五味 ありました。レーベルを立ち上げて、実際にCDは1枚幾らで作れるのかというお金の計算をし始めて、数字でも音楽の動きを見るようになって。こうやったら、これくらいの利益が出せて、生活していけるなというのが具体的になってくる。仕事として、自分たちが作ったものを売るための数字は意識するようになりました。他のバンドは漠然と100万枚とかを目指してやるのがセオリーだったんですけど、そこまでCDが売れない世の中になっている。でもちゃんと計算したら、5000枚でもなんとかなるというのが分かったんです。

――47都道府県ツアーは計5200⼈超の動員、アルバム販売枚数は4300枚超という結果を残しました。

五味 『PILGRIM』で47都道府県ツアーを回った時に考えたのは、5000枚を売ろうと思ったら、各都道府県で100枚ずつ売ればいい。100枚ずつ売ろうと思ったら、200人キャパのライブハウスを回って、半分くらいチケットが売れて、CDも欲しいと思ってもらえればいい。そうすればツアーが終わった時に、5000枚近く売れるじゃないかと。そのためにツアーのライブ会場でしか買えない限定販売にして、それを持って回って直接届けるというやり方をやれば、5000枚という数字が見えてくるなという感覚でツアーを行ったんです。まだ僕らはCDが売れているほうとはいえ、ちょっとずつ数字は落ちているのが現実ですからね。そこに抗おうと思ったら、そういうやり方でやったほうがいいのかなという気持ちは今もあります。

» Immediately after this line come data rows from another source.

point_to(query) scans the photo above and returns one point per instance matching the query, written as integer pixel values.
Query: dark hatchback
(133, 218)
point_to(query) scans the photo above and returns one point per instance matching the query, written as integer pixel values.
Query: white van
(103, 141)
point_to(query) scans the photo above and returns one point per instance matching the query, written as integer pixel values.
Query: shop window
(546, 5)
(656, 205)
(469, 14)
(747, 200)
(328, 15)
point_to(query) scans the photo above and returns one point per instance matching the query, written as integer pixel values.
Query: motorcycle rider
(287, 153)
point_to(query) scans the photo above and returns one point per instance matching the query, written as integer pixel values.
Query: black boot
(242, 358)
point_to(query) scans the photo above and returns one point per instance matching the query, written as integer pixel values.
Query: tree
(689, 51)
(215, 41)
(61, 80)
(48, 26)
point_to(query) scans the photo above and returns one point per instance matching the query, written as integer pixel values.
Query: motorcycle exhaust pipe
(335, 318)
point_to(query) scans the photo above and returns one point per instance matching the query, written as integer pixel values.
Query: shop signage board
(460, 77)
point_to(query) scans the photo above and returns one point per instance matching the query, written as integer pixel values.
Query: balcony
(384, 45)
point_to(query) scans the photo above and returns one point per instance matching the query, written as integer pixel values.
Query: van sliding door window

――YouTubeやSNSなどを積極的に使うという方法は考えましたか。

五味 上手い使い方はあると思うんですけど、みんながやっていることを同じようにやっても、大きな会社がお金をかけてやるとか、誰も思いつかないようなアイディアを持った人がやるとか、突出した何かがないと届かないと思うんです。自分がそれをやれるかと言われたら難しい。それよりは活動のフィールド自体をずらした方が、みんなのところに届きやすいんじゃないかと。見る人によっては逆張りに見えるかもしれないですけど、そういうつもりはなくて、みんながやっていることと少しずらすことで届きやすくなるんじゃないかという感覚ですね。

――レコードショップを始めたのはいつからですか。

五味 2012年です。レーベル立ち上げと並行してお店を始めていました。僕も30歳前後で子どもができて、それまでアルバイトをやったりやらなかったりを、ちゃんと安定した仕事として自分の軸になるものがあったほうがいいと思って、レーベルとは別でお店を始めたんです。仕事としてやれることを増やしておきたかったんですよね。その時にデザインもやり始めたのですが、いろいろな仕事を並走させることは今も続いていて、何かがぽしゃっても、なんとかなるようにしているんです。

――レコードショップの売り上げはいかがですか。

五味 店頭でCDを手に取る人は減っていますけど、奈良は観光地なので、海外の方がレコードを見に来るんです。お客さんの半分以上は海外の方ですね。地元のおじいちゃん、おばあちゃんがいらなくなったレコードを売りに来て、それを僕が査定して値段をつけたら、海外から来た人が買っていくみたいな。お店では、自分が売ったり買ったりしているバンドのフィールドとまた違う音楽の価値観やサイクルが見えるので、それは自分にとっての幅になりますし、勉強にもなります。